The number of people working in artisanal and small-scale mines has sharply risen in recent years, with around 40 million people worldwide now employed in the sector and an additional 150 million being indirectly dependent. Surprisingly, despite their importance relative to worldwide supply and the considerable number of people dependent on artisanal and small-scale mines, the economic literature is almost silent on how this sector affects local economic development. The lack of systematic evidence is worrying given the high policy relevance of the question. Yet the absence of exhaustive time-varying information on the location of artisanal and small-scale mines has prevented researchers in the social sciences from precisely quantifying the contribution of this activity to economic development. The aim of this research project is to analyse the impact of artisanal and small-scale mines on economic development.
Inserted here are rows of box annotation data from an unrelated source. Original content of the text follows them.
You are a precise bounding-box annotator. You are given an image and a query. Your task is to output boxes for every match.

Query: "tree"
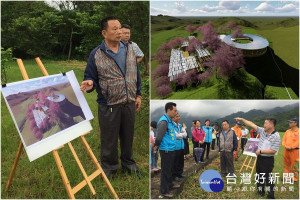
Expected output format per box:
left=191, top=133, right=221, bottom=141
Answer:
left=1, top=47, right=14, bottom=84
left=184, top=25, right=197, bottom=35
The project takes place across two stages. First, the research team intends to map the opening and closing of artisanal and small-scale mines in Africa over the period of 2000-2021 with exhaustive information on location (GPS coordinates). They then use machine learning techniques (convolutional neural network) and satellite image time series to identify sediment and open pit-mining activities. Second, equipped with this original dataset, the research team provides systematic and large-scale evidence of the impact of artisanal and small-scale mines on economic development in Africa. Through different working packages, they will assess a variety of dimensions of economic development, namely local wealth, violence and conflict, and health.
Crucially, the data collection methodology covers a wide range of applications for policymakers and non-governmental organisations, who want a complete picture of all artisanal and small-scale mining activities in order to improve the monitoring of these locations in different dimensions such as health, environmental degradation, or taxation of the minerals extracted, for instance. Beside the importance of having accessible data on mine locations, the empirical results will also be informative of the varying impacts of the sector on local communities across different dimensions. It will also offer a comprehensive overview of the mechanisms in play on which policymakers can intervene.